At every state of the market, there are strong points and weak points. Regardless of a market’s current state, it’s important to take a step back and look at the available opportunities. Sometimes it’s better to wait for the market to turn or correct itself, but there are other times where it’s smart to get involved and make a deal. Let’s look at an example below:
In 2007 when the market crashed, everyone was scared of housing. There was a massive devaluation and deflation of properties, banks were calling notes, and people were going bankrupt. It was a horrible situation.
Before the market crashed, in many areas, land developers had over-built lots. At the time they were built, lots were typically going for $50,000+, but after the crash, many were worth only $15,000 or less, leaving the developers over-leveraged and with an excess of lot inventory. Unfortunately, a lot of developers went bankrupt because of this. A side note—this is the tough thing about land development: it’s incredibly risky if the market changes. There is a long lead time involved (a year or more) to buy the land, go through planning, and perform construction. This leaves a lot of time for the market to change while developed inventory is still in the works.
As developers tried to recover from the crash, banks were telling them that they had to put some cash in if they wanted to keep the lots. Most developers were unable to make payments on the land, so they had to walk away. As a result, there was an abundance of inexpensive lots circulating around. I remember lots selling for as little as $3,000 a piece—and these were regular, 8,000-10,000 sq. ft. lots. The cost to develop a lot is typically $20,000-25,000, so the ability to purchase lots for much less than that was a win.
Several years later, starting in 2012-14, lot prices started to go back up. Now, the lots that were sold for $3,000-5,000 years earlier were now worth as much as $20,000. In these cases, the people who had lots would use them as equity to build houses with no (or very little) money down. Because these people had cash on hand to buy cheap lots during the recession and had market savvy to turn those lots into rental properties, they were able to emerge from the recession in a pretty good place.
For a more specific example, let’s take a closer look at an opportunity my company encountered around this time. Please note that I share this example to highlight the importance of following the market and capitalizing on opportunities.
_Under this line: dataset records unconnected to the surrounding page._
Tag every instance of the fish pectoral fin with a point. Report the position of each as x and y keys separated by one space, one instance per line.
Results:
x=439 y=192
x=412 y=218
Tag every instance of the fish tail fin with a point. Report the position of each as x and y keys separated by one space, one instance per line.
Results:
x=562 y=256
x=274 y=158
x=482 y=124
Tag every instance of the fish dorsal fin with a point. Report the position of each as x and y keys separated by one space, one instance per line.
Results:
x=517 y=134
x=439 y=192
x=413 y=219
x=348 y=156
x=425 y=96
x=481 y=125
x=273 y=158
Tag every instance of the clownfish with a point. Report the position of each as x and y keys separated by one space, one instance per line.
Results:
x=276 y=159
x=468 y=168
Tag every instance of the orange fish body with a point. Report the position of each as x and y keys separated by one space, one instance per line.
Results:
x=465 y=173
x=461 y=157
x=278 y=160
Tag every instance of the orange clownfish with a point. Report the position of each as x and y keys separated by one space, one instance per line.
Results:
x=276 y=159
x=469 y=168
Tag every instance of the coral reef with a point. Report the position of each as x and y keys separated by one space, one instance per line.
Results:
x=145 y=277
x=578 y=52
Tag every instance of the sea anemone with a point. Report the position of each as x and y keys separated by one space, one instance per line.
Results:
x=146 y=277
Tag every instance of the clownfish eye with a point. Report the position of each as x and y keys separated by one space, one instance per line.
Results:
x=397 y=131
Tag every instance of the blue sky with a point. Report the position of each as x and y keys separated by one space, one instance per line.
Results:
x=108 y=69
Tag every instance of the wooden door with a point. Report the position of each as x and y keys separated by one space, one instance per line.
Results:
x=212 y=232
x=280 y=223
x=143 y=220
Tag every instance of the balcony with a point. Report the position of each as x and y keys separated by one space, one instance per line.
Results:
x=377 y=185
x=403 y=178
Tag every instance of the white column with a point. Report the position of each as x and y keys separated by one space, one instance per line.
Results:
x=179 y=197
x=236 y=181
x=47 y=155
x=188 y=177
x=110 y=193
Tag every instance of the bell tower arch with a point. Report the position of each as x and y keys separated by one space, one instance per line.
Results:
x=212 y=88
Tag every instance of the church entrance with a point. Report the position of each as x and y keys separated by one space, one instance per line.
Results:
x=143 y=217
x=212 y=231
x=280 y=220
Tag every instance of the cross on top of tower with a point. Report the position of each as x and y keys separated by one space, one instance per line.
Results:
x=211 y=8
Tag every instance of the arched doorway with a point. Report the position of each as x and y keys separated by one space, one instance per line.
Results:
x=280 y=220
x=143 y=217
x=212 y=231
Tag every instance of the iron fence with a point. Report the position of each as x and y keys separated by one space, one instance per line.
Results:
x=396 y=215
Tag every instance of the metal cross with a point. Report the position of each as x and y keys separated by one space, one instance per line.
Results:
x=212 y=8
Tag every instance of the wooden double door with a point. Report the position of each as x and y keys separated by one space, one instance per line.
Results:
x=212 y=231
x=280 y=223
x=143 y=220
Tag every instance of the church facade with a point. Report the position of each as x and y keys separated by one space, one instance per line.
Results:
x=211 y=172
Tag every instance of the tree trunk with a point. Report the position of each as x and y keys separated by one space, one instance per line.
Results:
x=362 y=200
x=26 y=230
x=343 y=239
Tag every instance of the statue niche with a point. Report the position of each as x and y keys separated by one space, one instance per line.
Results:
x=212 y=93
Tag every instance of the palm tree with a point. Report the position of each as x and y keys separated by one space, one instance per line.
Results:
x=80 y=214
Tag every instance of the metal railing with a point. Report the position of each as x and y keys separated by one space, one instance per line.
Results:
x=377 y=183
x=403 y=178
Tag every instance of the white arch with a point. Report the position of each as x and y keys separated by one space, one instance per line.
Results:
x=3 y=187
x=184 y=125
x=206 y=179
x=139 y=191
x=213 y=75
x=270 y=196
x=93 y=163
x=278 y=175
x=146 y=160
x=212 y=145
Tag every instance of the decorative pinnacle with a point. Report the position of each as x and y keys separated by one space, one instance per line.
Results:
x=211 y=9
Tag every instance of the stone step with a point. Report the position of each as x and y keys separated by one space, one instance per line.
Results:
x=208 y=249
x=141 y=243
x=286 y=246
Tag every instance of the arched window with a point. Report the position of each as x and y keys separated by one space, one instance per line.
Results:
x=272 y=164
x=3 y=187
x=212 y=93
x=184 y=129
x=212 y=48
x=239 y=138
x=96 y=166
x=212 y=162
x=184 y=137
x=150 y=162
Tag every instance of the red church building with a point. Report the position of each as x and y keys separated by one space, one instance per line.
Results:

In the early 2010s, we bought some lots for $12,000 and $18,000 and were able to build some strong rental properties on them. Below is the financial breakdown of one of these properties:
Finished Appraised Value: $159,000
Down Payment: $18,000 (in this case, it was lot equity only)
Amount Borrowed: $127,200
Monthly Rent: $1,250
Monthly Payment: $742
Monthly Free Cash Flow: $248
There are several advantages to this deal. Because I had paid cash for the lot, I was able to use it as equity, and it functioned as my down payment—only 11%! Additionally, the bank I worked with gave me a loan that was 80% of the finished appraised value, which was a huge advantage. Some banks won’t loan on the finished appraised value and will only loan on the actual construction cost—it’s important that you have enough market and relational savvy to find a bank that will work with you on this. Finally, I had a great general contractor that I knew could get the construction done at a fair, fixed price and with high quality.
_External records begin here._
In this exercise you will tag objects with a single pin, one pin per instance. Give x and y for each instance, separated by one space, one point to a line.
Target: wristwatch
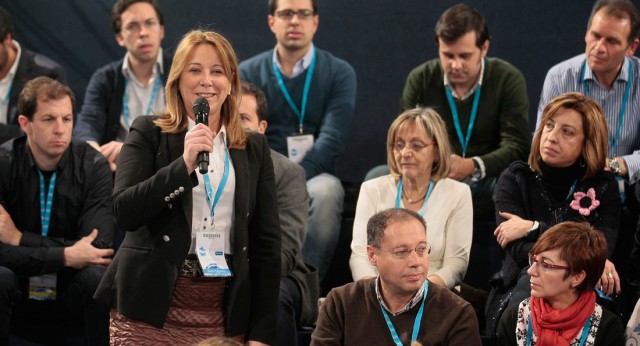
614 166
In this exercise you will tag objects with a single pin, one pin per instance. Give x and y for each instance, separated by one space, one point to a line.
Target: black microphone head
201 111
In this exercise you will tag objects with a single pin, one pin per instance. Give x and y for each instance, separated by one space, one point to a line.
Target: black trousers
73 312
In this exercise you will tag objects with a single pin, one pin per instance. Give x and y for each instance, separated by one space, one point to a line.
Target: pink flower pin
585 202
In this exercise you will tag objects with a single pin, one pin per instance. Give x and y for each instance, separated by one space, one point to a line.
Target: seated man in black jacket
57 252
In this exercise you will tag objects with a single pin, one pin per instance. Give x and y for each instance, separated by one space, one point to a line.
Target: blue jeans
323 227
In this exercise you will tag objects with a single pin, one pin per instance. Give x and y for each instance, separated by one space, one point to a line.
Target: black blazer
152 201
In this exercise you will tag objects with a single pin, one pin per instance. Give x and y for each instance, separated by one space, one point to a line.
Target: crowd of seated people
221 178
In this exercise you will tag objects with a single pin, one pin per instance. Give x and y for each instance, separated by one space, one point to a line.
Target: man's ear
24 124
371 254
262 126
485 48
120 40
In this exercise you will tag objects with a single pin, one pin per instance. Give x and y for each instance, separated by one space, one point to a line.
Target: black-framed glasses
288 14
546 266
415 146
403 252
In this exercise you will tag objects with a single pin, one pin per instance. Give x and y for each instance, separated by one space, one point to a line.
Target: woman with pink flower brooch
564 180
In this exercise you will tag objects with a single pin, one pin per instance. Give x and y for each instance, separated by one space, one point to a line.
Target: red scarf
560 327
All this to say: sometimes just being aware of market opportunities is pretty powerful. Beyond awareness, it’s also essential to have a good relationship with a general contractor to help build on lots for a fixed, quality price, as well as a good relationship with a realtor who can help navigate deals. Oftentimes, the relationships around you can help you gain access to more opportunities. At the same time, however, you have to be able to maximize those opportunities and hone your investment skills. Watching the market and knowing how to take advantage of what deals may present themselves is often difficult and requires lots of hard work and due diligence. I do think that in almost every market, there are opportunities if you are willing to put in the hard work of looking for them. I would also say that the scenario that I described above was probably a once-in-a-lifetime event. I’m not sure we’ll ever see real estate devaluation to that extreme again. That’s largely due to banking standards changing so radically after the 2007 recession.